“You might see that the combined purchasing volume of the two companies is $1 billion, and know from history that a typical benchmark for procurement savings is 2% to, say, 5%,” explains Steve Miller, leader of KPMG’s U.S. integration and separation practice. “But whether you’re going to get 2% or 1% or 6% on that particular transaction is something you won’t know until you build that synergy from the bottom up in an operational fashion.”
Miller’s advice: Find out exactly how you are going to get those savings before you start talking about them. Understand the risks involved, the assumptions on which your estimates are predicated, when the savings are likely to be realized, the key things that must happen before those savings can be realized, and the probability of all those things working out.
“As a CFO, you do not want to start sharing big synergy numbers with the outside world that are only driven by top-down analysis,” Miller says. “You want the comfort of having them validated from the bottom up.” — R.M.
Cisco Systems’s Tandberg Acquisition: Ready on Day One
Cisco Systems has long been renowned for both the breadth and the efficiency of its mergers-and-acquisitions activity, so it comes as little surprise that it was among the first companies to begin to focus on postmerger-integration issues very early in the deal-making process.

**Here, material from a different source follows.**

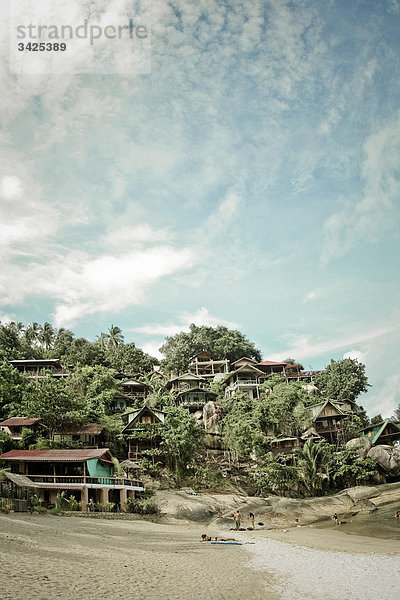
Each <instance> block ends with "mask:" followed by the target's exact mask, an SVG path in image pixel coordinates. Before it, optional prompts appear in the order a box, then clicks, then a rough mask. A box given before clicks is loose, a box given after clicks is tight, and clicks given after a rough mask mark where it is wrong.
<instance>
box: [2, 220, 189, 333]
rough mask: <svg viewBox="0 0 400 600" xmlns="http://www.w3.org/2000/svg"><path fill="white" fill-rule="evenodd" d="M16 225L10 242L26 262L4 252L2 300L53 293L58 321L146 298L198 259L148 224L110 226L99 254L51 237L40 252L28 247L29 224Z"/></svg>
mask: <svg viewBox="0 0 400 600" xmlns="http://www.w3.org/2000/svg"><path fill="white" fill-rule="evenodd" d="M31 219H32V222H30V221H31ZM33 219H34V215H33V214H32V215H31V216H30V217H29V220H28V225H30V226H31V227H32V226H33ZM15 226H16V228H17V229H16V231H15V233H18V235H16V234H15V235H14V236H13V238H12V241H13V243H12V244H11V246H10V235H9V246H8V248H9V249H10V247H13V248H14V252H16V251H17V252H18V251H19V252H21V254H22V253H23V254H24V255H25V256H24V262H23V263H21V264H20V263H18V264H17V263H15V261H14V260H13V256H12V255H11V254H7V255H3V259H2V269H1V272H0V299H1V303H2V304H3V305H6V304H17V303H20V302H22V301H23V300H24V299H25V297H26V296H27V295H28V294H29V295H30V296H32V295H38V296H44V297H47V298H51V299H53V300H55V308H54V315H53V320H54V323H55V325H56V326H64V327H70V326H71V325H73V324H74V323H75V322H76V320H77V319H80V318H82V317H84V316H85V315H90V314H94V313H98V312H99V313H101V312H107V311H109V312H112V313H115V312H116V311H120V310H123V309H124V308H127V307H129V306H135V305H138V304H141V303H143V302H144V300H145V294H146V292H147V291H148V290H149V288H150V287H151V286H153V285H155V284H156V283H157V282H158V281H159V280H160V279H161V278H163V277H166V276H171V275H174V274H176V273H178V272H180V271H182V270H186V269H189V268H190V267H192V266H193V264H194V263H195V258H194V254H193V252H192V250H191V249H190V248H175V247H174V246H173V245H172V244H168V243H166V242H165V243H162V241H161V240H163V239H166V237H167V234H166V233H163V232H162V231H153V230H152V229H151V227H150V226H149V225H147V224H142V225H139V226H135V227H134V228H132V229H131V230H129V229H128V228H127V227H124V228H122V229H121V230H120V231H118V230H115V231H113V232H110V233H109V234H108V235H107V236H106V237H105V238H104V239H103V240H102V247H103V252H101V253H99V254H98V255H96V256H93V255H91V254H89V253H88V252H83V251H70V252H68V253H62V248H60V247H59V246H56V245H55V244H52V243H51V240H47V241H46V240H43V239H42V240H41V241H40V246H41V247H40V253H39V254H36V255H35V258H32V257H31V255H30V252H29V248H28V247H27V245H28V241H29V238H30V227H29V226H26V227H22V225H21V224H19V226H17V224H15ZM53 232H54V229H53ZM118 242H120V243H118ZM128 242H130V243H128ZM36 250H37V249H36ZM46 250H47V255H46Z"/></svg>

The catalyst may have been its $7 billion acquisition of Scientific-Atlanta, a maker of set-top boxes and related technology, in 2006. The value driver was clear enough, says Susan McDonough, senior director of acquisition integration for Cisco: “Take a product and sell it to a lot of customers.” But the integration was marked by “eye-opening complexity,” she says, and it taught Cisco that what really matters is “knowing at a high level of detail how you’re going to enable” the value drivers that inspire an acquisition.
Five years and 37 deals later, McDonough stresses that efficiency hinges not on a checklist or standard playbook approach, in which “you start at the beginning and end at the end.” Instead, Cisco works backward, figuring out where it wants to go and then developing what it calls a “plan of record” for capturing the deal’s promised value.

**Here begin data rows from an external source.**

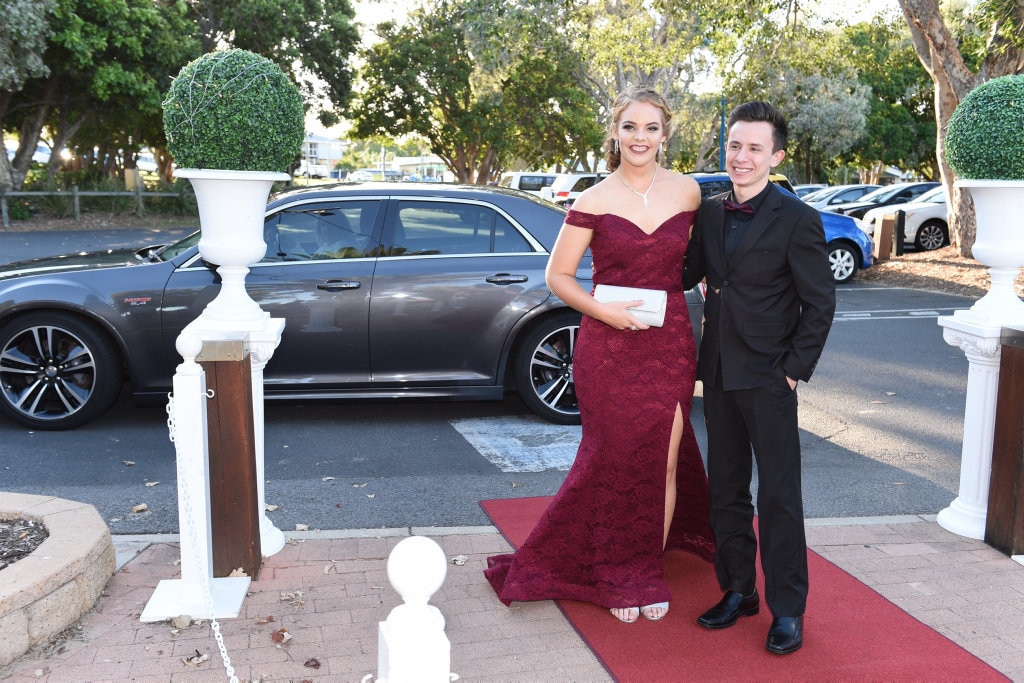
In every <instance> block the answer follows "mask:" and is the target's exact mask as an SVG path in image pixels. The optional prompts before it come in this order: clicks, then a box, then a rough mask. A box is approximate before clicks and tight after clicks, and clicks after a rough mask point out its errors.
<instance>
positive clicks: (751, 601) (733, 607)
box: [697, 589, 761, 629]
mask: <svg viewBox="0 0 1024 683" xmlns="http://www.w3.org/2000/svg"><path fill="white" fill-rule="evenodd" d="M760 608H761V598H759V597H758V591H757V589H755V590H754V592H753V593H751V594H750V595H748V596H745V597H744V596H742V595H740V594H739V593H737V592H736V591H727V592H726V594H725V595H724V596H723V597H722V599H721V600H720V601H719V603H718V604H717V605H715V606H714V607H712V608H711V609H709V610H708V611H706V612H705V613H703V614H701V615H700V616H698V617H697V624H699V625H700V626H702V627H703V628H706V629H724V628H726V627H730V626H732V625H733V624H735V623H736V620H738V618H739V617H740V616H754V615H755V614H757V613H758V610H759V609H760Z"/></svg>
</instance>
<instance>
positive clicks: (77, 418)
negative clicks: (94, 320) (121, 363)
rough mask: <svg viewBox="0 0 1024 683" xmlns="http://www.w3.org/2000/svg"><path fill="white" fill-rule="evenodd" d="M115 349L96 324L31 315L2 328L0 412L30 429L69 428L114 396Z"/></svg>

In the Tandberg acquisition, Cisco concluded that a key value driver would be to maintain Tandberg’s relationships with its business partners in the videoconferencing industry. “Engaging them early and effectively was critical to continuing the rapid growth in this business,” McDonough says. “Partner briefings began as soon as the deal closed, and partners with no prior relationship with Cisco were introduced to the company through executive briefings and open-house events.”
Cisco may also have learned a useful lesson from a natural disaster. On the date of the closing, a volcanic eruption in Iceland shut down air travel across much of Europe, stranding a team of Tandberg employees in the United States. Unable to get home, they made their way instead to Cisco headquarters in San Jose, California. They received their new employee badges on the spot and participated in a videocast of closing festivities that was being transmitted to Cisco and Tandberg locations around the globe.
“They kept walking around and showing everyone their badges,” McDonough says. “I think that in that moment they became very committed to Cisco and felt very much a part of the Cisco team.” — R.M.